Kelley v. Southern Pacific Co. - 419 U.S. 318 (1974)


U.S. Supreme Court

Kelley v. Southern Pacific Co., 419 U.S. 318 (1974)

Kelley v. Southern Pacific Co.

No. 73-1270

Argued October 22, 1974

Decided December 23, 1974

419 U.S. 318

Syllabus

Petitioner, an employee of a trucking company (PMT), was injured while transferring automobiles in respondent's railyard from respondent's railroad car to a PMT auto trailer, an operation that PMT performed under contract for respondent. Although respondent's employees occasionally consulted with PMT employees about the operation, PMT supervisors controlled the day-to-day unloading process. Petitioner, claiming that he was sufficiently under respondent's control to bring him under the coverage of the Federal Employers' Liability Act (FELA), which makes a covered railroad liable for negligently causing injury or death to any person "while he is employed" by the railroad, and that the accident resulted from respondent's negligence, brought suit against respondent under the FELA. The District Court found that the relationship between petitioner and respondent sufficed to make the FELA apply, the court having concluded that: PMT was serving generally as respondent's agent; PMT employees were respondent's agents for purposes of the unloading operation; and the work performed by petitioner fulfilled a nondelegable duty of respondent. The Court of Appeals reversed, having concluded that the District Court's test for FELA liability was too broad.

Held:

1. The "while employed" language of the FELA requires not only that the FELA plaintiff be an agent of the rail carrier but the carrier's servant, and here the District Court erred in holding that petitioner (who according to the court's findings was neither a borrowed servant of respondent nor a dual servant of respondent and PMT) came within the coverage of the FELA, since those findings also did not establish a master-servant relationship between respondent and PMT that would be necessary to render petitioner a subservant of the railroad. Nor was the District Court's conclusion that respondent was "responsible" for the unloading operation tantamount to a finding that the railroad controlled or had the right to control the physical conduct of PMT employees like petitioner in the unloading operation. Pp. 419 U. S. 322-326.

Page 419 U. S. 319

2. The District Court's findings that petitioner worked most of the time on respondent's premises and that respondent's employees were responsible for checking the safety conditions on the railroad cars showed only that the two companies' operations were closely related, not that respondent's employees supervised the unloading operation, and consequently the FELA's "while employed" requirement remains unsatisfied even under the proper test. Pp. 419 U. S. 326-331.
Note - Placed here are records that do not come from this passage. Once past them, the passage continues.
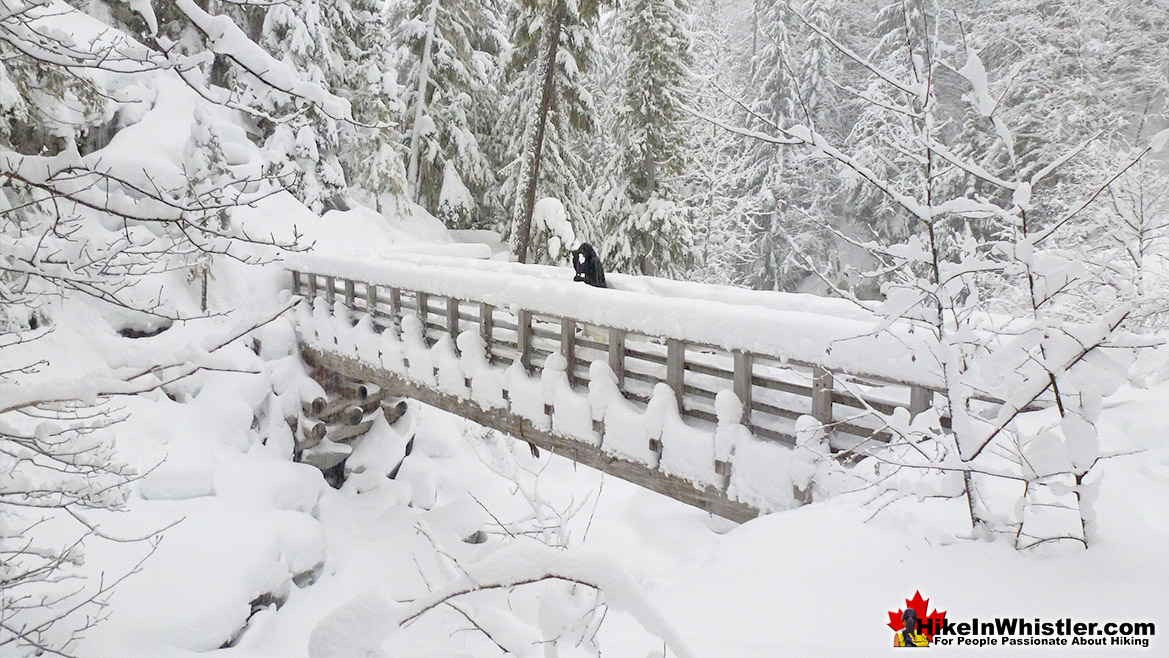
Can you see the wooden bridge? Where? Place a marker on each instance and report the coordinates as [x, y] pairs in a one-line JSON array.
[[527, 352]]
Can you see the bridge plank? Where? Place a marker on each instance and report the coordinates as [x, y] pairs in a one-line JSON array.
[[707, 498]]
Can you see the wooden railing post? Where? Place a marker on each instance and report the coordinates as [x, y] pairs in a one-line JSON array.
[[822, 395], [675, 369], [452, 317], [568, 347], [920, 400], [744, 365], [486, 326], [617, 353], [524, 338], [422, 309], [372, 299], [351, 293], [395, 303]]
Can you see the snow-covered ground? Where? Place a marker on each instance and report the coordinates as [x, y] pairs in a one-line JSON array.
[[260, 558], [251, 534], [816, 581]]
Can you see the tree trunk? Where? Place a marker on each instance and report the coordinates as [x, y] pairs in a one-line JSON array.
[[523, 234], [412, 174]]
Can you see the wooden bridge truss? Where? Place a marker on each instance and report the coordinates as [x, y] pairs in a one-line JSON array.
[[773, 392]]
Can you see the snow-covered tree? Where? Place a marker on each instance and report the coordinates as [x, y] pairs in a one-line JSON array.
[[548, 115], [445, 82], [304, 147], [369, 151], [647, 226], [962, 244], [77, 222], [776, 235], [208, 182]]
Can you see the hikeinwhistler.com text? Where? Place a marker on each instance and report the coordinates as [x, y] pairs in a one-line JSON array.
[[1016, 631]]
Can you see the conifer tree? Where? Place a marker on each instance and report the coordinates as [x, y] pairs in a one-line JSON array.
[[776, 236], [371, 152], [205, 166], [649, 228], [444, 80], [547, 117], [304, 149]]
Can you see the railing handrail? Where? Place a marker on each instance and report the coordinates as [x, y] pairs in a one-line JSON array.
[[823, 341]]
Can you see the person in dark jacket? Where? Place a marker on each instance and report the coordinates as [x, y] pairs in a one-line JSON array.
[[588, 265]]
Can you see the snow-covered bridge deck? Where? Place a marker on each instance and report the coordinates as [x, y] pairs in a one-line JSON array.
[[690, 390]]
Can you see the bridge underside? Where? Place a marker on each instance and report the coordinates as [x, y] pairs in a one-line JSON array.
[[710, 499]]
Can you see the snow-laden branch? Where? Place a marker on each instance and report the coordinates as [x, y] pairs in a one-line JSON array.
[[131, 381], [360, 627]]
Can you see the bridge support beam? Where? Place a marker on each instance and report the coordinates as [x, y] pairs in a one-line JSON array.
[[708, 498]]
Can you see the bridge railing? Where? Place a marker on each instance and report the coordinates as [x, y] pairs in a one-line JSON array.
[[774, 390]]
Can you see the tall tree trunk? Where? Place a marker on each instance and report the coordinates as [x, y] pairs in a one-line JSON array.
[[523, 234], [412, 174]]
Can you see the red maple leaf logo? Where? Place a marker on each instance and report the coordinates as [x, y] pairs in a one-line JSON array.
[[929, 623]]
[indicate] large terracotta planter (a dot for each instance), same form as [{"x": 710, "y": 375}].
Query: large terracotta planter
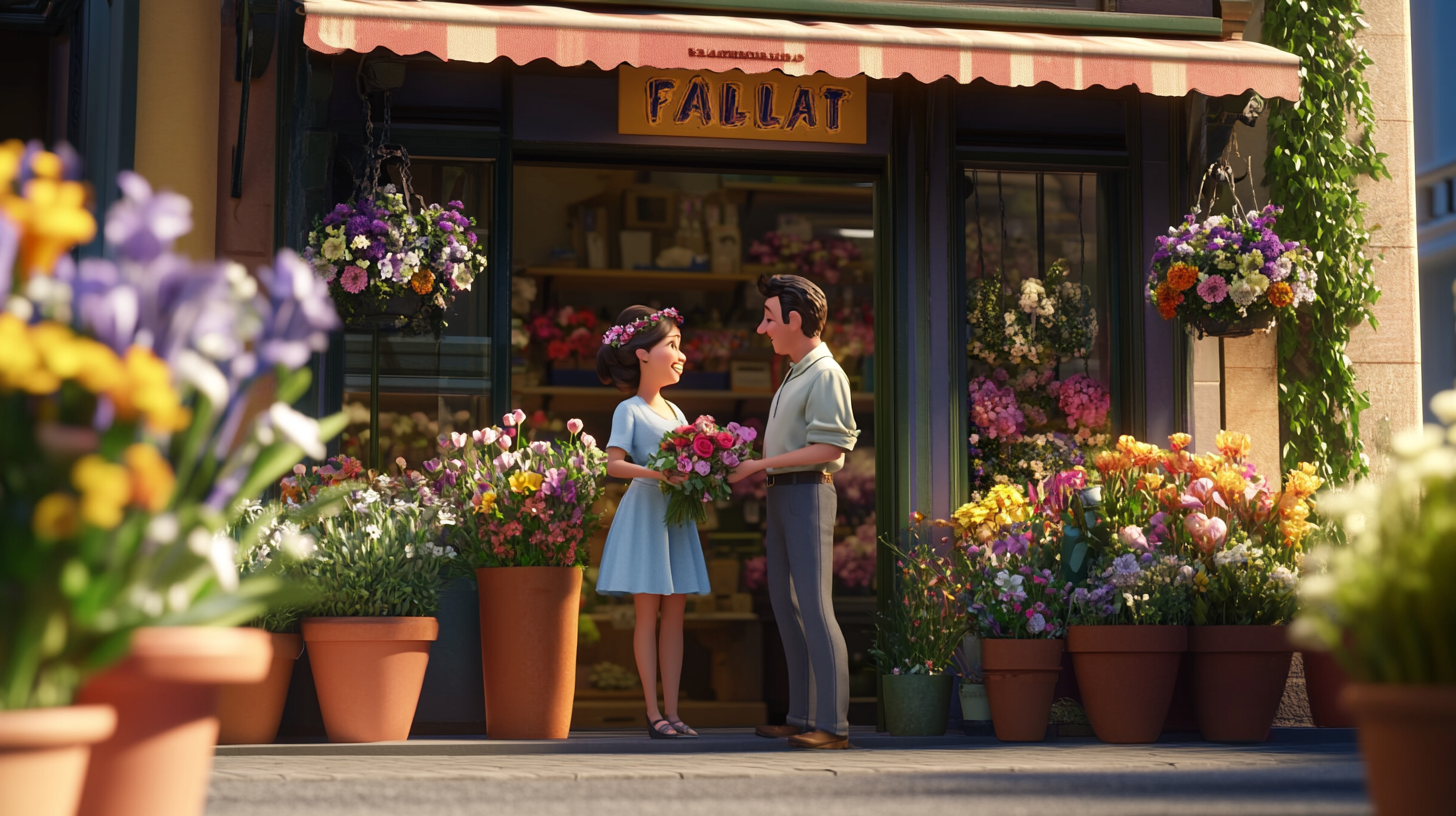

3. The record should be reexamined by the District Court in light of the proper legal standard. Pp. 419 U. S. 331-332.

486 F.2d 1084, vacated and remanded.

MARSHALL, J., delivered the opinion of the Court, in which BURGER, C.J., and WHITE, POWELL, and REHNQUIST, JJ., joined. STEWART, J., filed an opinion concurring in the judgment, post, p. 332. DOUGLAS, J., filed a dissenting opinion, in which BRENNAN, J., joined, post, p. 419 U. S. 333. BLACKMUN, J., filed a dissenting opinion, post, p. 419 U. S. 341.